A city worker at the scene on a remote back street in southwest San Antonio was alerted to the situation by a call for help just before 6 p.m. Monday, police chief William McManus said. Officers arrived and found a body on the ground outside the trailer and a partially open gate to the trailer, he said.
Hours later, body bags lay on the ground near the trailer as a somber symbol of the tragedy. There were still bodies inside.
Of the 16 who were hospitalized with heat-related illnesses, 12 were adults and four were children, Fire Chief Charles Hood said. Patients were hot to the touch and dehydrated, and no water was found in the trailer, he said.
“They suffered from heat stroke and exhaustion,” Hood said. “It was a refrigerated semi-truck, but there was no visible working air conditioning on that scaffold.”
San Antonio Mayor Ron Nirenberg said the 46 who died had “families who were probably trying to find a better life.”
“This is nothing short of a terrible human tragedy,” Nirenberg said.
Those in the trailer were part of an alleged attempt to smuggle migrants into the United States, and the investigation was being led by US Homeland Security Investigations, McManus said.
Three people have been taken into custody, but it’s unclear if they are genuinely linked to human trafficking, McManus said.
Big rigs became a popular smuggling method in the early 1990s when US border enforcement surged in San Diego and El Paso, Texas, which were then the busiest corridors for illegal border crossings.
Before that, people paid small fees to mom and pop operators to get them across a largely unguarded border. When crossing became exponentially more difficult after the 2001 terrorist attacks in the US, migrants were guided through more dangerous terrain and paid thousands of dollars more.

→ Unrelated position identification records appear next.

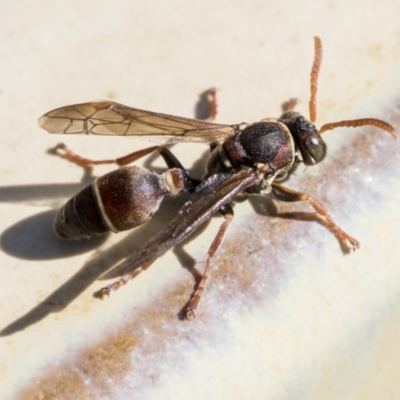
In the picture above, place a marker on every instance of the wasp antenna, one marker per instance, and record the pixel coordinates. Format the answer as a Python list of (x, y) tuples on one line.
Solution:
[(354, 123), (314, 78)]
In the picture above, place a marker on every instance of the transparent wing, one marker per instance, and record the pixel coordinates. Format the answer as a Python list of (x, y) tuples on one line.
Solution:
[(110, 118)]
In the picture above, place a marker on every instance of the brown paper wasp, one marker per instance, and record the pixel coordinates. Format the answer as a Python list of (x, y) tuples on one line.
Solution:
[(245, 159)]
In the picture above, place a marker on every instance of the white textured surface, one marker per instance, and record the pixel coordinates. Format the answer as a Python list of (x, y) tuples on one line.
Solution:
[(297, 319)]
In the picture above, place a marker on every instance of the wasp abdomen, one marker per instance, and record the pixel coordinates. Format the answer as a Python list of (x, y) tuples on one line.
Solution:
[(117, 201)]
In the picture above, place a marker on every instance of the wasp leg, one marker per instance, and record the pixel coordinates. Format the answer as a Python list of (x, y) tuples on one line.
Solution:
[(227, 212), (287, 195), (105, 291), (206, 107), (171, 161)]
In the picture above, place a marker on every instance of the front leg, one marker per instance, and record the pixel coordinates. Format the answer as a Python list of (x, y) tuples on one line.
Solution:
[(288, 195)]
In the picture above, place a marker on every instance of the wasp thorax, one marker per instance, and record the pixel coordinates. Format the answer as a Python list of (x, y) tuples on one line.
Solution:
[(306, 136), (268, 143)]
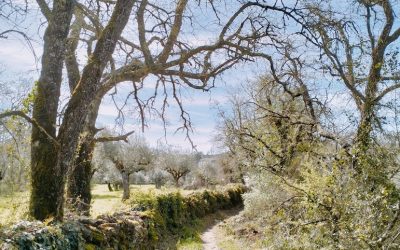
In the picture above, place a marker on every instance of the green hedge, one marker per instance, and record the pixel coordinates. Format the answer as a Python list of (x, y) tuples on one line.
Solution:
[(152, 223)]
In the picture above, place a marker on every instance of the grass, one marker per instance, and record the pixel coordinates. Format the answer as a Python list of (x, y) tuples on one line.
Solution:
[(15, 207)]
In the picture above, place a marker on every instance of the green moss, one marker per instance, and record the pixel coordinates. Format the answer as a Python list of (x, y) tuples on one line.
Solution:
[(90, 247)]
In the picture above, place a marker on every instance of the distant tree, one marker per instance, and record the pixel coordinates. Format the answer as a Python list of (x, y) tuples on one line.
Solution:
[(176, 163), (128, 158)]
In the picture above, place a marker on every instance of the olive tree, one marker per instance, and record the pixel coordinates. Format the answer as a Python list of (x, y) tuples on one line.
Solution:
[(128, 158), (176, 163)]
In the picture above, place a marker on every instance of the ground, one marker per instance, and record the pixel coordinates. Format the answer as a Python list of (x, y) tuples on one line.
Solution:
[(212, 234), (209, 233), (15, 207)]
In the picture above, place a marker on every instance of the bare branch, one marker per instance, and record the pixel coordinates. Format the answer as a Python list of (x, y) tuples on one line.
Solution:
[(30, 120), (114, 138)]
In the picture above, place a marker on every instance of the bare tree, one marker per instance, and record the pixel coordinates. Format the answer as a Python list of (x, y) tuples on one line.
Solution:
[(158, 49), (176, 163), (359, 52), (128, 158)]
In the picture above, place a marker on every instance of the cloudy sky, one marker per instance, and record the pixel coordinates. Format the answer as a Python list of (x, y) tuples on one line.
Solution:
[(18, 63)]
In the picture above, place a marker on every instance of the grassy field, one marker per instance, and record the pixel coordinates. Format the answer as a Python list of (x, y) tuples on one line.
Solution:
[(15, 207)]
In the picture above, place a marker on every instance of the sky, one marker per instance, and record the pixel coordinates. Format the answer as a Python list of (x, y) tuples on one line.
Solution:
[(19, 63)]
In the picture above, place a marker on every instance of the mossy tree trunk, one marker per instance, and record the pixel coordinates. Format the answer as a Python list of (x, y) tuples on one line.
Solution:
[(78, 188), (80, 176), (125, 184), (44, 152), (49, 171)]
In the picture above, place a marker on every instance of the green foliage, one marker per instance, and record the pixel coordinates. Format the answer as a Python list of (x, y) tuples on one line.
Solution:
[(154, 221)]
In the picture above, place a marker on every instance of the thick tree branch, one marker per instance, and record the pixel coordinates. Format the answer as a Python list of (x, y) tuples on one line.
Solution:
[(114, 138), (31, 121)]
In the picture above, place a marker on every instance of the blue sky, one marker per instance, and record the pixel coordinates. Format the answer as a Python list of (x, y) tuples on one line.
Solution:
[(18, 63)]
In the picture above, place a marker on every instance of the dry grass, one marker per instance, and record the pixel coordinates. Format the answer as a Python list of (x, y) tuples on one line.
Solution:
[(15, 207)]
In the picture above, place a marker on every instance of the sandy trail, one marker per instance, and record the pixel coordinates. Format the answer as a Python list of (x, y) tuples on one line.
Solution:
[(214, 234)]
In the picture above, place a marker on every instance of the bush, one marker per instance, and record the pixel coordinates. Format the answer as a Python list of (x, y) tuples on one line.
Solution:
[(153, 222)]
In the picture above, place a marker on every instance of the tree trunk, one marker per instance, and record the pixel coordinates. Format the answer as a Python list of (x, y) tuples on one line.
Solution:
[(125, 185), (44, 152), (73, 126), (109, 187), (176, 179), (78, 188)]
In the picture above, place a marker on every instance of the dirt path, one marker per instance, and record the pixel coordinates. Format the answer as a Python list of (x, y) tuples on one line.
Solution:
[(215, 234)]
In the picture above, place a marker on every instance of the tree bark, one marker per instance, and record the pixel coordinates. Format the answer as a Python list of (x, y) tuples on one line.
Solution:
[(43, 151), (109, 187), (72, 129), (78, 187), (125, 185)]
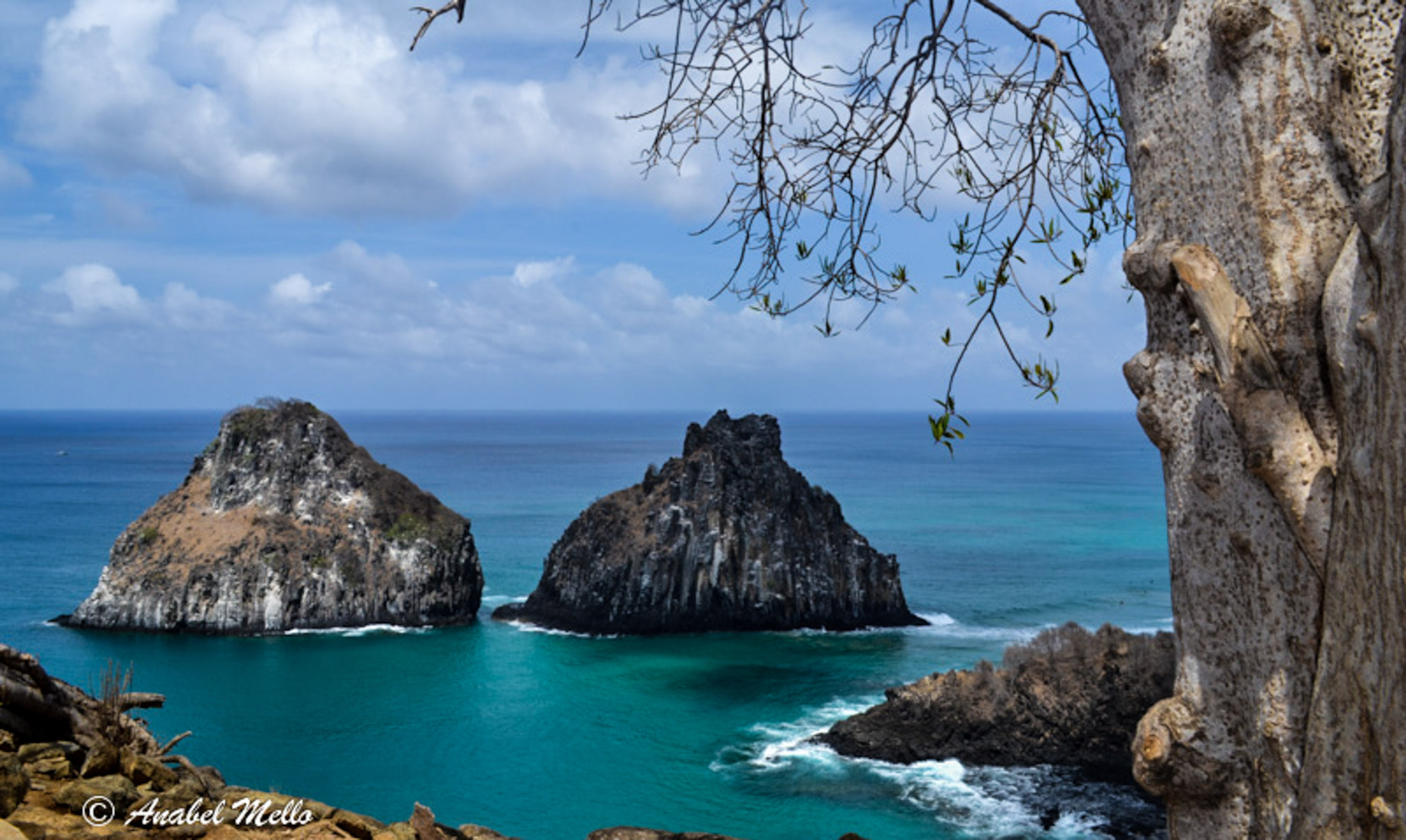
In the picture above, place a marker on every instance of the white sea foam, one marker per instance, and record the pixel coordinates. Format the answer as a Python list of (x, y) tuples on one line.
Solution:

Heat is a serious hazard, especially when vehicle temperatures can rise sharply. The weather in the San Antonio area on Monday was mostly cloudy, but temperatures approached 100 degrees.
Some proponents drew a connection to the Biden administration’s border policy. Aaron Reichlin-Melnick, policy director at the American Immigration Council, wrote that he had feared such a tragedy for months.
“With the border for migrants from Mexico, Guatemala, Honduras and El Salvador as tight as it is today, people have been pushed down increasingly dangerous routes. Truck smuggling is a way up,” he wrote on Twitter.
Stephen Miller, a chief architect of former President Donald Trump’s immigration policy, said “people smugglers and human traffickers are evil and evil” and that the administration’s approach to border security rewards their actions.
Texas Gov. Greg Abbott, a Republican running for re-election, was blunt in a tweet about the Democratic president: “These deaths are at the expense of Biden. They are the result of his deadly open borders policy.”
Migrants – mainly from Mexico, Guatemala, Honduras and El Salvador – have been deported more than 2 million times under a pandemic-era rule in force since March 2020, denying them the ability to apply for asylum but encouraging repeat applications since there are no legal consequences for getting caught. People from other countries, particularly Cuba, Nicaragua, and Colombia, are less likely to be subject to Title 42 authority due to higher travel costs, strained diplomatic relations, and other considerations.
U.S. Customs and Border Protection reported 557 deaths at the Southwest border in the 12 months ended Sept. 30, more than double the previous year’s 247 deaths and the highest since records began in 1998. Most are in the related to heat exposure.
CBP hasn’t released death tolls for this year, but said the Border Patrol conducted 14,278 “search and rescue missions” in a seven-month period through May, surpassing the 12,833 missions conducted in the previous 12 months and 5,071 last year.